Chi va piano, va sano e va lontano
Les fenetres cachées de Florence

« Chi va piano, va sano e va lontano. »
Celui qui va lentement va sûrement — et va loin.

À Florence, rien ne semble pressé. Les matinées commencent par de petites gorgées d’espresso, les conversations prennent leur temps, et la journée se déploie comme une mélodie suivant son tempo naturel. Ici, on ne court pas après le temps — on marche à ses côtés.
Les maîtres de la Renaissance le savaient bien. Les sculptures de Michel-Ange, libérées du marbre après des années de travail patient, prouvent que la grandeur naît de la lenteur et du soin, et non de la précipitation.

La dolce vita n’est ni le luxe ni l’oisiveté.
C’est une question de conscience.

Chi va piano, va sano e va lontanoC’est l’art de remarquer :
le parfum du café avant la première gorgée,
la chaleur du soleil sur les murs de pierre,
la musique d’un artiste de rue résonnant sur une place.

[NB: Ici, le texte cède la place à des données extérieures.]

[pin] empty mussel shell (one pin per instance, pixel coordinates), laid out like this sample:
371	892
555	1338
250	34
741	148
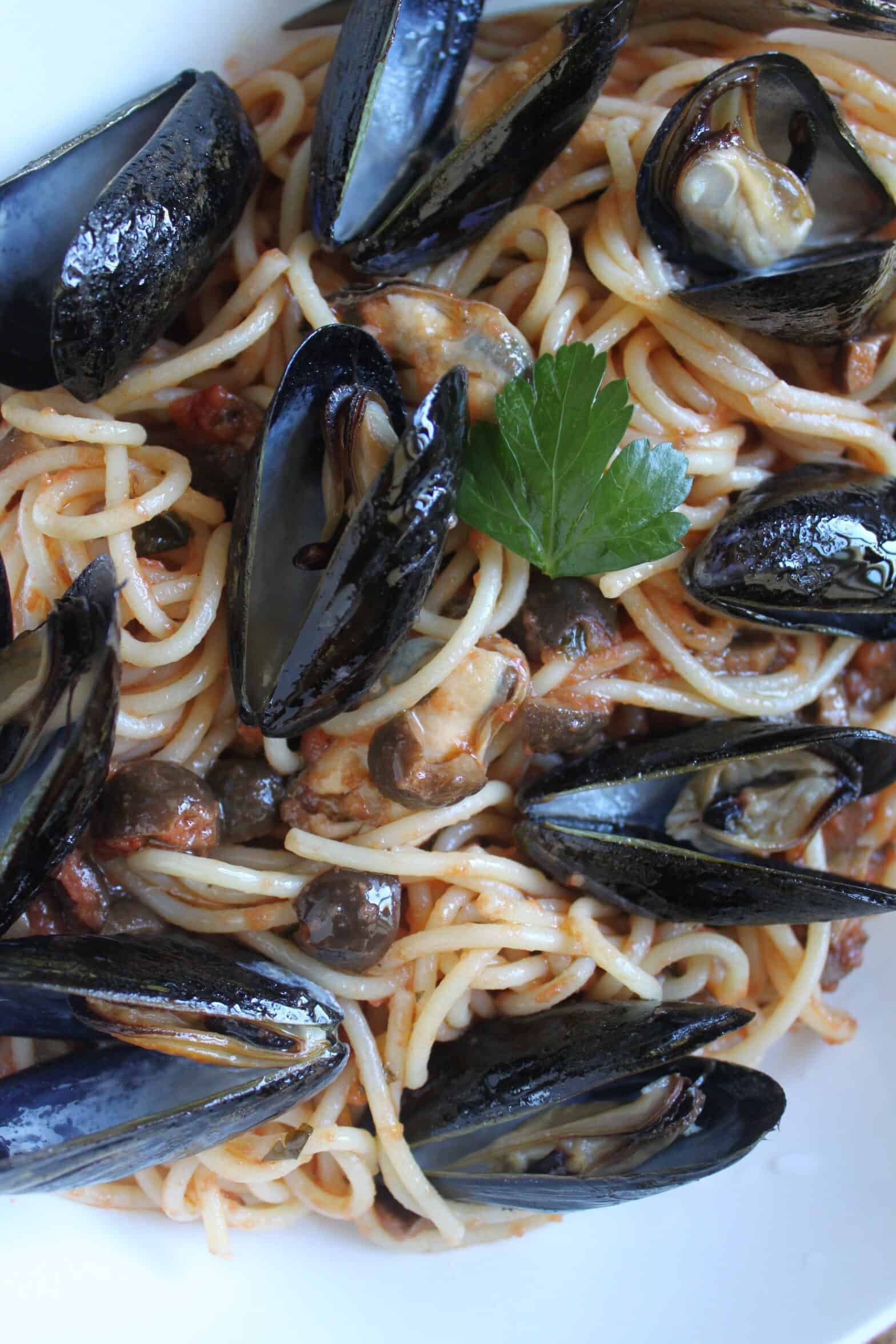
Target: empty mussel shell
58	706
131	217
758	191
102	1114
309	642
694	826
174	995
856	17
586	1105
389	92
813	549
469	174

Florence nous enseigne que la lenteur n’est pas l’immobilité, mais la sagesse. C’est vivre en harmonie avec la vie, et non devant elle. Le monde d’aujourd’hui glorifie la vitesse : travailler plus vite, apprendre plus vite, vivre plus vite. Pourtant, les rues pavées de Florence murmurent autre chose :
Arrête-toi. Regarde. Ressens.

Car parfois, la manière la plus authentique d’avancer est de ralentir.
Lorsque nous ralentissons, nous commençons à voir ce qui compte vraiment : les détails, la beauté, ces moments silencieux qui donnent du sens à la vie.
« Chi va piano, va sano e va lontano » ne parle pas seulement d’un voyage physique, mais d’équilibre, de présence et d’attention.

Celui qui avance lentement observe, celui qui observe apprend et celui qui apprend, va loin.

Peut-être est-ce là la plus grande leçon de Florence — non cachée dans ses musées ou ses cathédrales, mais dans son rythme.
Elle nous rappelle que la vie n’est pas une course à gagner, mais un chemin à ressentir.
Car parfois, pour aller vraiment loin, il suffit d’aller lentement.